Anyway, the force should be some quantity that tells you how the interaction between bodies affects its movement. So how to construct good, useful definition of such quantity? From Galileos experiments Newton already had notion of first law of mechanics. That is, the interaction between bodies should affect not the velocity itself, but the change in velocity. Similarly, it seemed the physics is more or less the same everywhere so the force also should not depend on position of the body.
As first attempt, the force could be just an acceleration $F=a$. But this will not do. It is everyones experience that the more heavy the object is, the more force you need to apply, where "heavy" and "force" is now used in its day-to-day meaning.
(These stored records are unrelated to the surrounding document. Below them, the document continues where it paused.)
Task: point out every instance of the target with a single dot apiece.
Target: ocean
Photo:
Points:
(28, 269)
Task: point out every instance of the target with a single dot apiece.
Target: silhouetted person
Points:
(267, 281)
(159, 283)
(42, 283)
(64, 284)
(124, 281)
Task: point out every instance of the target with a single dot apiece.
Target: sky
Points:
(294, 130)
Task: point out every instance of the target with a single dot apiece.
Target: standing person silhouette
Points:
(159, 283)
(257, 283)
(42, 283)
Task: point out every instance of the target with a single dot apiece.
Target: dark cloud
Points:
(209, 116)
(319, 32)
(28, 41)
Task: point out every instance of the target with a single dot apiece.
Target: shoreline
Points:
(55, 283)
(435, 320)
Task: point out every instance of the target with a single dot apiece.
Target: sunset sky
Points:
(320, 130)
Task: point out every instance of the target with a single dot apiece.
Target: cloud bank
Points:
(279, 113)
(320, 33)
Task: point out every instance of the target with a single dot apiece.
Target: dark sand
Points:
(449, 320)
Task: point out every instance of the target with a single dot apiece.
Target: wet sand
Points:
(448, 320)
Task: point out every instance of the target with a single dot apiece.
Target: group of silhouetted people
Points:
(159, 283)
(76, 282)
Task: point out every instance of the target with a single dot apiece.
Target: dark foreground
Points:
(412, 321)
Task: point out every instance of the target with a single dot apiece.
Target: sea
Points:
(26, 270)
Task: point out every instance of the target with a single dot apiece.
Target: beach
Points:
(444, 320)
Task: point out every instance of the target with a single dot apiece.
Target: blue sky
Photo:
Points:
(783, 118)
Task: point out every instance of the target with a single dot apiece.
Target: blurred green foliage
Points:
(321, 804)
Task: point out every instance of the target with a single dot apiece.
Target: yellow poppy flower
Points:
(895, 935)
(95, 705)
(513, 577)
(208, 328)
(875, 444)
The first attempt to include the objects properties would be to introduce some quantity $m$, that needs to be determined from object to object and define force as $$F=f(m,a),$$ where $f$ is a function to be determined.
The first thing I can do is concatenate bodies together and see how the function behaves. I make some device that will produce force. I don't know how big it is, because I did not define the force yet, but if the mechanism is the same, than it is reasonable to expect that exerted force should be also the same (for example I can use the same spring for every experiment). Quickly I find that if I use same mechanism on the object with mass $m_1$, then on the mass $m_2$ and then on concatenated object with mass $m$, then I will get: $$a_1/m_1=a_2/m_2=a/(m_1+m_2).$$
This holds for any kind of mechanism we use, so we can already see additivity of mass and that it holds $$F=f(ma).$$
Now, we can just write $F=ma$, because we can always redefine $F$ by taking $F\rightarrow f^{-1}(F)$. However, such definition might not be entirely useful. We would also like to know, that if we double our mechanism of force exerting (for example, by attaching the object to two identical springs instead of one), wheter the resulting acceleration will be also doubled. And we are in luck, because experiment shows it indeed will be.
Note: The last property is actually the seed of Newton's third law, so it is not so strange of a coincidence.